Clinical and microbiological profiles of community-acquired and nosocomial intra-abdominal infections: results of the French prospective, observational EBIIA study

P Montravers
A Lepape
L Dubreuil
R Gauzit
Y Pean
D Benchimol
H Dupont

ABSTRACT

 

OBJECTIVES:  The EBIIA (Etude épidémiologique Bactério-clinique des Infections Intra-Abdominales) study was designed to describe the clinical, microbiological, and resistance profiles of community-acquired and nosocomial intra-abdominal infections (IAIs).

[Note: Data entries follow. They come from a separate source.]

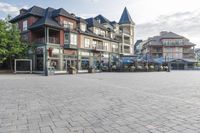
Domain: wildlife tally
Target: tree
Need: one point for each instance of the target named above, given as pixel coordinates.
(3, 41)
(12, 46)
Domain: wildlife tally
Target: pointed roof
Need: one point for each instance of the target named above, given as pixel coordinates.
(63, 12)
(46, 20)
(35, 11)
(94, 23)
(102, 19)
(126, 18)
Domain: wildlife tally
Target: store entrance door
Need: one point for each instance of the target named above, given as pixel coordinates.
(70, 62)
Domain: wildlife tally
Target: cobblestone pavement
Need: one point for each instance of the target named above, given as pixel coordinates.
(101, 103)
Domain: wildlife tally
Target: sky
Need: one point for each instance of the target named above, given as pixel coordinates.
(150, 16)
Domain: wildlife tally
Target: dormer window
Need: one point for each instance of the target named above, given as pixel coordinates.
(83, 27)
(67, 24)
(25, 25)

PATIENTS AND METHODS:  From January to July 2005, patients undergoing surgery/interventional drainage for IAIs with a positive microbiological culture were included by 25 French centres.  The primary endpoint was the epidemiology of the microorganisms and their resistance to antibiotics.  Multivariate analysis was carried out using stepwise logistic regression to assess the factors predictive of death during hospitalization.

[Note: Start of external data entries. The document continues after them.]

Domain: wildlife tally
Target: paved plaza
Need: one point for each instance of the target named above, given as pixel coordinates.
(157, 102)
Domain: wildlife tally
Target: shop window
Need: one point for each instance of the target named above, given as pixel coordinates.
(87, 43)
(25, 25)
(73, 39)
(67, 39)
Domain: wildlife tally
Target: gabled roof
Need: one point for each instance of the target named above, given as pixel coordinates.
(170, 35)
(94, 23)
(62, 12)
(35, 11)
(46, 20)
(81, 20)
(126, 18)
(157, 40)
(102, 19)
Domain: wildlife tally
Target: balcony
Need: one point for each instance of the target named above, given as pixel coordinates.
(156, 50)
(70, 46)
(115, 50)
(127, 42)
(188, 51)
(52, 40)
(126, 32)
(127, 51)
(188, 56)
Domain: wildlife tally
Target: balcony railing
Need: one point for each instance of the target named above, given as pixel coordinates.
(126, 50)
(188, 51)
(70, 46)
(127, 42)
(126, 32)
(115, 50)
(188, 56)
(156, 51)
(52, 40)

RESULTS:  Three hundred and thirty-one patients (234 community-acquired and 97 nosocomial) were included.  The distribution of the microorganisms differed according to the type of infection.  Carbapenems and amikacin were the most active agents in vitro against Enterobacteriaceae in both community-acquired and nosocomial infections.  Against Pseudomonas aeruginosa, amikacin, imipenem, ceftazidime and ciprofloxacin were the most active agents in community-acquired infections, while imipenem, cefepime and amikacin were the most active in nosocomial cases.  Against the Gram-positive bacteria, vancomycin and teicoplanin were the most active in both infections.  Against anaerobic bacteria, the most active agents were metronidazole and carbapenems in both groups.  Empirical antibiotic therapy adequately targeted the pathogens for 63% of community-acquired and 64% of nosocomial peritonitis.  The presence of one or more co-morbidities [odds ratio (OR) = 3.17; P = 0.007], one or more severity criteria (OR = 4.90; P < 0.001) and generalized peritonitis (OR = 3.17; P = 0.006) were predictive of death.

CONCLUSIONS:  The principal results of EBIIA are a higher diversity of microorganisms isolated in nosocomial infections and decreased susceptibility among these strains.  Despite this, the adequacy of treatment is comparable in the two groups.

PubMed Link to Article:

Montravers P, Lepape A, Dubreuil L, Gauzit R, Pean Y, Benchimol D, Dupont H. Clinical and microbiological profiles of community-acquired and nosocomial intra-abdominal infections: results of the French prospective, observational EBIIA study. J Antimicrob Chemother. 2009 Apr;63(4):785-94. doi: 10.1093/jac/dkp005. Epub 2009 Feb 5. PubMed PMID: 19196742.